You can do this quietly in public or alone at home. It’s private and troll-proof—no one can police what’s in your mind.


This Is a Grid, Not a Drain

Feeding energy isn’t vampiric. It’s grid generation—mutual power amplification. When we pour light into a public servant like Jasmine Crockett, or a creative team like K-Pop Demon Hunters’ performers, it ricochets. Their strength returns to the community. Choirs, concerts, crowds, rallies—these already show how energy compounds when many tune into the same frequency.

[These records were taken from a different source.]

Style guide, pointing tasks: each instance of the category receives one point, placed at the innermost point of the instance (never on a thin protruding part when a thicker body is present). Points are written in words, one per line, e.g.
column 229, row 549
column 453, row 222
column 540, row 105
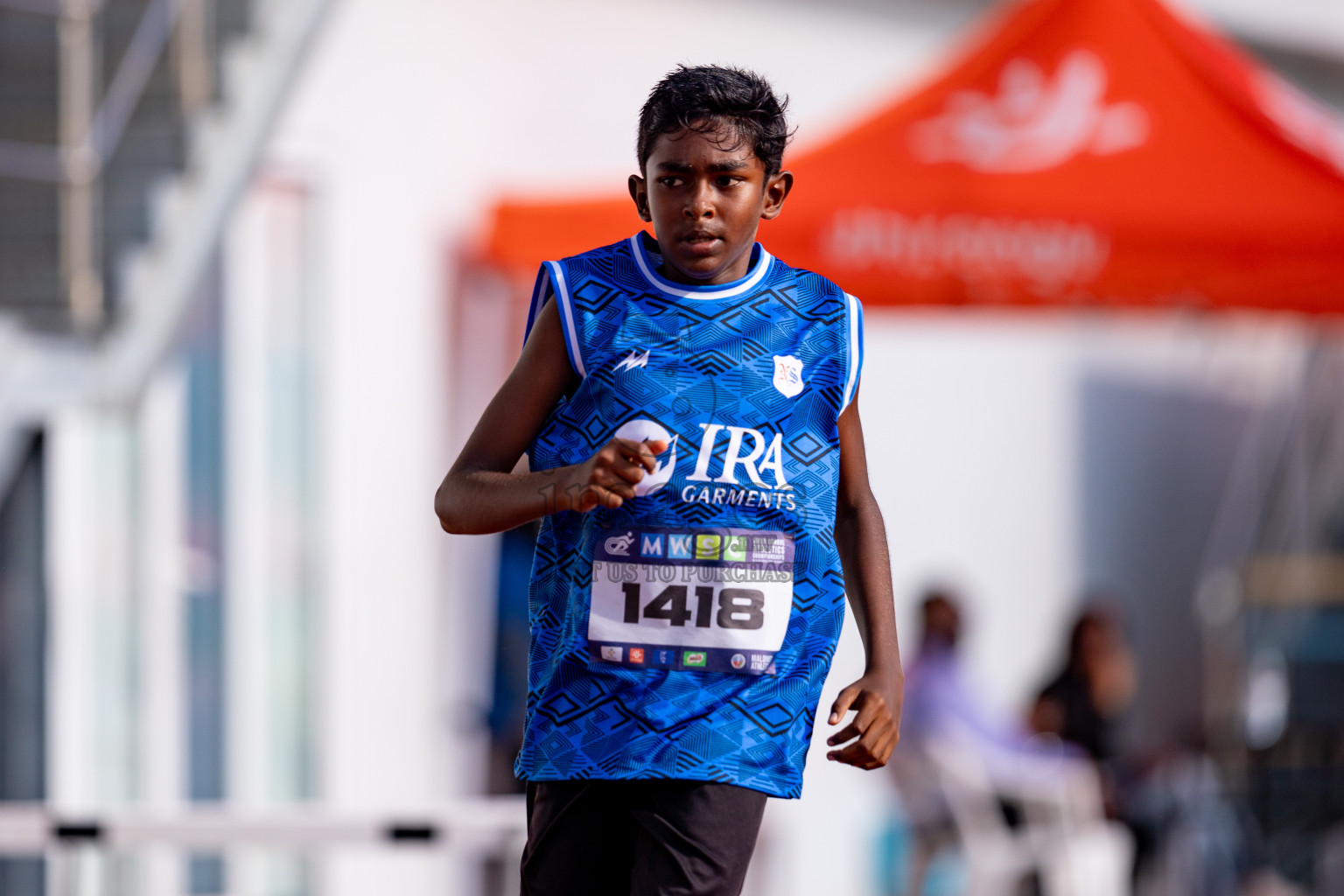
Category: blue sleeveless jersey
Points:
column 687, row 634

That’s the promise of a co-creation exercise: a daily, silent million-person march that builds resilience and courage without anyone needing to be physically present. This is our human power, activated through our empathy.


Practical Pulse — How I’m Doing It (and an Invitation)

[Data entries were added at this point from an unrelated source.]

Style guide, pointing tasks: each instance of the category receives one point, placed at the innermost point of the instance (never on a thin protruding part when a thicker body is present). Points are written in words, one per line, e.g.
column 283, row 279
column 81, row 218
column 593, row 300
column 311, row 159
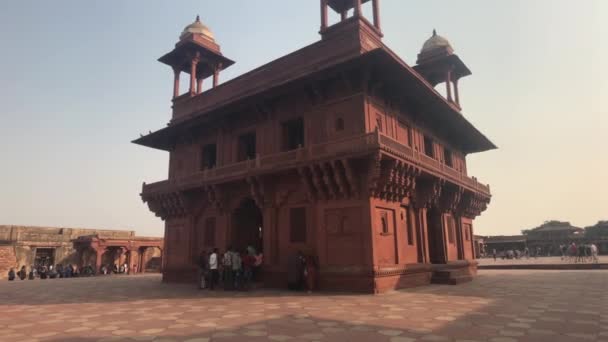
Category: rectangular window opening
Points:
column 410, row 228
column 428, row 146
column 297, row 225
column 293, row 134
column 447, row 155
column 451, row 228
column 210, row 232
column 246, row 146
column 208, row 157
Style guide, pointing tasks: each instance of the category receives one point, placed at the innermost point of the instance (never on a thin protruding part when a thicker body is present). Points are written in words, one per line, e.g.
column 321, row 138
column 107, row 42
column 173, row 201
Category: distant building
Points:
column 551, row 235
column 504, row 243
column 27, row 246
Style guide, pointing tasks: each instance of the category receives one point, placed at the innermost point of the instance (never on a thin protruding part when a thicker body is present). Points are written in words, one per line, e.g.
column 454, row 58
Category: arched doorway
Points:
column 247, row 226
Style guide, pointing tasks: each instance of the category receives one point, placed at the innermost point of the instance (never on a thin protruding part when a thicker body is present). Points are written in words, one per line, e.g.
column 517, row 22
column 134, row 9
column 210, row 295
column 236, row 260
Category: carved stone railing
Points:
column 429, row 164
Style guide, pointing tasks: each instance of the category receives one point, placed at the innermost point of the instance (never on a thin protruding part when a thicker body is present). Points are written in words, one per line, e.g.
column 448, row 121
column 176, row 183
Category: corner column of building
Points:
column 357, row 6
column 131, row 260
column 323, row 15
column 99, row 252
column 216, row 74
column 142, row 259
column 376, row 7
column 456, row 92
column 448, row 84
column 423, row 242
column 199, row 85
column 460, row 237
column 176, row 73
column 193, row 64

Here’s what I’m doing now: I come to the co-creation grid at 10:59 a.m. and 9:59 p.m. Eastern Standard Time (I plan to add more hours as I master this practice). If you choose to join the practice, pick the hour that fits you. Start with one session per day and expand. I’m in Brooklyn, New York, co-creating at those times and will increase as I feel the shifts.

This is a call to everyone who thinks they “don’t have anything to give.” You do. Your attention, your visualization, your breath—those are powerfully empowering tools.


Why This Matters Now

The world is already a network of people trying to do the right thing. One Breath In simply gives us a daily, practical way to feed that network. It’s private, impossible to censor, and rooted in the same energy exchanges we see in music, politics, and collective action.

You can watch the news, feel upset, and then refocus: set an intention and breathe it into the grid. You aren’t naïve—you’re strategic. You’re also contributing to something larger.


Closing: A Pulse for the People

This piece is a pulse—a co-creation thread glazed with practice. It’s inspired by K-Pop Demon Hunters, Jasmine Crockett, Brian Tyler Cohen, and the many public voices and artists who have given us breath: Jimmy Kimmel, Reese Waters, Joy Reid, Rachel Maddow, the Have I Got News for You team, Josh Johnson, Trevor Noah, and countless unnamed creators across the world who transmute truth into courage and laughter into light.

It is a reminder and an invitation: we already feed each other. Let’s feed courage, freedom, and joy.

One breath. One minute. One shared vision. One grid.